Capco Canada's head of Innovation and Experience Design highlights need for accountability, standardization, and full integration
The COVID-19 pandemic has marked an inflection point for responsible investing, as assets and awareness have undergone an exponential increase over the past two years. But the broader ESG story actually has roots that extend further back in time.
“I think this even goes back to maybe even the early 2000s, when greenness was a point of focus in the early stages of thinking about climate change and sustainability,” says Ian Lee, Head of Innovation and Experience Design at Capco Canada.
Even back then, a lot of consumer brands wanted to come to market with offerings that promise to be green – even though not all of them delivered. As an example, Lee recalls how Hertz, a rental car company, came forward with a Green Fleet of vehicles; actually, they were just a selection of automobiles that were higher in terms of their mileage capabilities. Once the public found out, they immediately called Hertz out for greenwashing.
“If you overlay the notion of that to the financial services industry, and the creation of responsible investment funds and financial investment vehicles, the same principle applies,” Lee says. “Nothing you do should be open to accusations of greenwashing.”
A simple objective, but not one that’s easy to execute on. For fund providers, that means being able to substantiate the sustainability attributes of those vehicles not just at the time of offering, but also over time. At the core of the problem is the need for transparency with reliable data, with the ability to disclose sustainability-related information regularly even in the absence of a regulatory requirement.
Even when quantitative ESG data is available, there’s still an issue of variability. Without a common rubric to measure ESG performance, data providers such as Sustainalytics, MSCI, and others are using different techniques, grading methodologies, and risk analysis tools to evaluate companies and funds.
“It’s all very well intended,” Lee says. “But sometimes what you see is certain funds, which are scored by these companies, end up with dramatically different ratings.”

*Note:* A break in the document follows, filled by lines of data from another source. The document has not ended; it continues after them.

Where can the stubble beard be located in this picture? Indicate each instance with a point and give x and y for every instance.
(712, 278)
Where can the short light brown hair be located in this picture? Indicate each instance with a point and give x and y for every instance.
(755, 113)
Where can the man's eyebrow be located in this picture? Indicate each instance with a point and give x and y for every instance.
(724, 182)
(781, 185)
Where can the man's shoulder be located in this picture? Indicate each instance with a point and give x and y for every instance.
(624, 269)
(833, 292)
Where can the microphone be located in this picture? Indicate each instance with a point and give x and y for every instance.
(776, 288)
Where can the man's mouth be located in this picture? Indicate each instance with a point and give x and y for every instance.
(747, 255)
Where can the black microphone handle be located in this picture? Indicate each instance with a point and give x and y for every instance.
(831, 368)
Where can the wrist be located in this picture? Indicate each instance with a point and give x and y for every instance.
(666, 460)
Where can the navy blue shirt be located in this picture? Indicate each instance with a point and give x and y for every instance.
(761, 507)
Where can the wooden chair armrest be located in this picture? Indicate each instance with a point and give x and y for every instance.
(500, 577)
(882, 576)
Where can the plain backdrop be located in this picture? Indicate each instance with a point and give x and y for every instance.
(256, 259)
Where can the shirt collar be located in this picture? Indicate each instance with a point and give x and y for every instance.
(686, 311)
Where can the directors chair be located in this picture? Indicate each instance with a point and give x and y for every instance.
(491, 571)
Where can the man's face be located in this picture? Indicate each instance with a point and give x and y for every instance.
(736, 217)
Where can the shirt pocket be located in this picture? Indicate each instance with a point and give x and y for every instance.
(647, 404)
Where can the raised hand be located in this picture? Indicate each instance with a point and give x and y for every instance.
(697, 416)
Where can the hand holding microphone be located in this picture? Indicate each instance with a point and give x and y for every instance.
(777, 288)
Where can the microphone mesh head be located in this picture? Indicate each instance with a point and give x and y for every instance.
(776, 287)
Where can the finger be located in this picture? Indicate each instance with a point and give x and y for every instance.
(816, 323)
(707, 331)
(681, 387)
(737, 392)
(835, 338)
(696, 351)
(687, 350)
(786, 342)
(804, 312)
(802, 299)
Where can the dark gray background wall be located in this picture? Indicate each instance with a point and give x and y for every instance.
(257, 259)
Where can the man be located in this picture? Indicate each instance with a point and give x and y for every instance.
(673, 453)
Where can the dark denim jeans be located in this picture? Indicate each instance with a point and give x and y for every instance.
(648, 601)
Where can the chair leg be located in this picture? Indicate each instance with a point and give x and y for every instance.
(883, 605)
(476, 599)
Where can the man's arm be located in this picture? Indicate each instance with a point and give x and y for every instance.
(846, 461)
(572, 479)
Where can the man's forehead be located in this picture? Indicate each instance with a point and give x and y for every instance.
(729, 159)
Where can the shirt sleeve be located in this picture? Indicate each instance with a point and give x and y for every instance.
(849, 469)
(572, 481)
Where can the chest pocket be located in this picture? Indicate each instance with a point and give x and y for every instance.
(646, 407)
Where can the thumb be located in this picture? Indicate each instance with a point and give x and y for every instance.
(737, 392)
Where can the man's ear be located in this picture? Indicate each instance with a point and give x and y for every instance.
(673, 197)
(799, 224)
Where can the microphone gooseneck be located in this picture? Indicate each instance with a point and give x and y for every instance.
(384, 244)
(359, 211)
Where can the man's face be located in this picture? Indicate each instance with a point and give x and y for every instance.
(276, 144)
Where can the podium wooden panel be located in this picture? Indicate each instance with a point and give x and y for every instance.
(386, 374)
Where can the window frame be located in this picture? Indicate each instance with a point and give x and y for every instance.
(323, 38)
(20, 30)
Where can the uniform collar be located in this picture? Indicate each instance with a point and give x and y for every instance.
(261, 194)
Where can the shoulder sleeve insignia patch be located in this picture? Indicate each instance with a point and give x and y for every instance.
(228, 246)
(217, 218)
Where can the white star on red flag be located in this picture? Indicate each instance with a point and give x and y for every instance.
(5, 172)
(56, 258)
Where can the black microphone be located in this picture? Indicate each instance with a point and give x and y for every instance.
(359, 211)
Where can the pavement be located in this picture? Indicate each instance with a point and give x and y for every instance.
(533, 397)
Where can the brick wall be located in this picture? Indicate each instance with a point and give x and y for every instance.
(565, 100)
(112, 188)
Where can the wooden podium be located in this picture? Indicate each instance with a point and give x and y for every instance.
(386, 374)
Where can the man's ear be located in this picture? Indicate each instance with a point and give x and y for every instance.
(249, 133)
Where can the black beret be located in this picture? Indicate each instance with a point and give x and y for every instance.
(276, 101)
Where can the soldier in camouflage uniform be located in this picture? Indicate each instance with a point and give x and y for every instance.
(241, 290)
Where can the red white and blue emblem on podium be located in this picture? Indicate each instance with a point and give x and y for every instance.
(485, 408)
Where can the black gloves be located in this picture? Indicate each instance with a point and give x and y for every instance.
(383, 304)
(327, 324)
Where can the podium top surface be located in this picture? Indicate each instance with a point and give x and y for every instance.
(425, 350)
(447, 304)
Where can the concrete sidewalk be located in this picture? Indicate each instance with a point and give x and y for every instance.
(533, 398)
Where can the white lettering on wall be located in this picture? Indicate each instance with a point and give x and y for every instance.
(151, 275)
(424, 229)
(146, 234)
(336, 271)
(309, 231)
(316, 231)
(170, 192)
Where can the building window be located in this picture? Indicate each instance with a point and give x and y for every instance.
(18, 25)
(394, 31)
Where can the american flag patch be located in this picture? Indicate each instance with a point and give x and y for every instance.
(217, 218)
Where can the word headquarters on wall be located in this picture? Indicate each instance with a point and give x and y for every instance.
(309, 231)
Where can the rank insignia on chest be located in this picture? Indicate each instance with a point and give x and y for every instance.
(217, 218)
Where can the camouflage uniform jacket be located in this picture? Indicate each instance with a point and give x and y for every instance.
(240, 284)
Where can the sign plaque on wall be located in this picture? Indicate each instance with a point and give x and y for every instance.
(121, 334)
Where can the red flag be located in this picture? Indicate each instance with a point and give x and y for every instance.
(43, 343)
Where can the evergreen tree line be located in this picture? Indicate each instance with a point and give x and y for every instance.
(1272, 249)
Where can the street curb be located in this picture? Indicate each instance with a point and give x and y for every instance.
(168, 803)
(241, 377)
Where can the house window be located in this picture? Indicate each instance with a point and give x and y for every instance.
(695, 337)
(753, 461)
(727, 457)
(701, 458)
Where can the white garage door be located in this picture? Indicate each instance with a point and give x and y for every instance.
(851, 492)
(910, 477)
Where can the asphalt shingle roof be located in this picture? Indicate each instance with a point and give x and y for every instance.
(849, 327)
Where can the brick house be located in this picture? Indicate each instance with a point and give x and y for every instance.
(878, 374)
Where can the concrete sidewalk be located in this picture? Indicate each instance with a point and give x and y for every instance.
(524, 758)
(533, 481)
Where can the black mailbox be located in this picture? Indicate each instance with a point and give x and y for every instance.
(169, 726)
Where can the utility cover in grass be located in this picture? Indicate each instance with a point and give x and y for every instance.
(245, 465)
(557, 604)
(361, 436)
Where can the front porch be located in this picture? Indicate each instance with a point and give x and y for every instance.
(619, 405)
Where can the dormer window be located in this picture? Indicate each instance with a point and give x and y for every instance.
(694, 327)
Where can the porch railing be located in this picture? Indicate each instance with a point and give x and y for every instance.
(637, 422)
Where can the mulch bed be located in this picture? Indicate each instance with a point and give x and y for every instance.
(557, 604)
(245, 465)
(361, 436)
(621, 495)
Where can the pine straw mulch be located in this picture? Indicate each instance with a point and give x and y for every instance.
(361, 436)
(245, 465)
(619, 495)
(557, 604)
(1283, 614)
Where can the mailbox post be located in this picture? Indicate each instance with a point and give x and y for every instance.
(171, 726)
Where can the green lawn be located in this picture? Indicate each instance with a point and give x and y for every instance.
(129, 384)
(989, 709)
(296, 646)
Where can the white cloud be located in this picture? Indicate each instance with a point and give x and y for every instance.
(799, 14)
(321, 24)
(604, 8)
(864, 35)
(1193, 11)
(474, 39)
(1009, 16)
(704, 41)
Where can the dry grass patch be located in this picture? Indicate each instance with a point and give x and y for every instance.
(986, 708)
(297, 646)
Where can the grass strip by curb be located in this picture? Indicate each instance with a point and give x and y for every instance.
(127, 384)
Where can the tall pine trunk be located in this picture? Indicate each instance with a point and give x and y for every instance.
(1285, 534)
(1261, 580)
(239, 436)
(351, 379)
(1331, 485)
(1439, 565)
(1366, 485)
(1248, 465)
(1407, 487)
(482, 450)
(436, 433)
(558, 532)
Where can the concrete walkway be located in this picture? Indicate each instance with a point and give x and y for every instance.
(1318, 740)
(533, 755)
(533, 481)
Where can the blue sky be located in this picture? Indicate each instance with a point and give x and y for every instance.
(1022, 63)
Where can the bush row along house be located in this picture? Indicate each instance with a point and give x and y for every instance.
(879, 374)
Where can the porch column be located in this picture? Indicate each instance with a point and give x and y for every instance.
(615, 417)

Looking more broadly across the financial sector, he suggests that financial institutions need to work together to create a common framework, methodologies, metrics, and criteria around their ESG objectives. As an example, he cites how the Bank of Canada and OSFI has consulted financial institutions by asking them to weigh in on the potential impact of a transition to a low-carbon economy, as envisioned through a number of scenarios. That work can grease the rails for the kind of knowledge sharing and collaboration needed to arrive at industry-wide standardization.
One possible approach, he says, is to take learnings from other geographies that are a step ahead on ESG, particularly in the EU. By looking at policies and formative regulation that’s coming into view across the pond, he says Canada can get a model to define its own requirements, from ESG metrics and measurements to climate-related risk disclosures.
“There’s much that can be taken from that market to start to set the direction and define where we need to go in North America, and certainly in Canada,” Lee says.
From an operational and organizational perspective, financial firms are already setting up functional groups focused on ESG, leading to the rise of purpose-built roles such as Chief Sustainability Officer. But Lee argues because many sustainability groups are operating largely in a silo, it limits their ability to truly integrate ESG into overall business and performance metrics.
“They're doing good work. They're moving in the right direction,” he says. “But sustainability needs to be fully integrated into the day-to-day strategic and governance functions of those institutions, so it can cascade into compensation strategies, incentives, and other things that can meaningfully change behaviours. I think that's when you start to see the real material change.”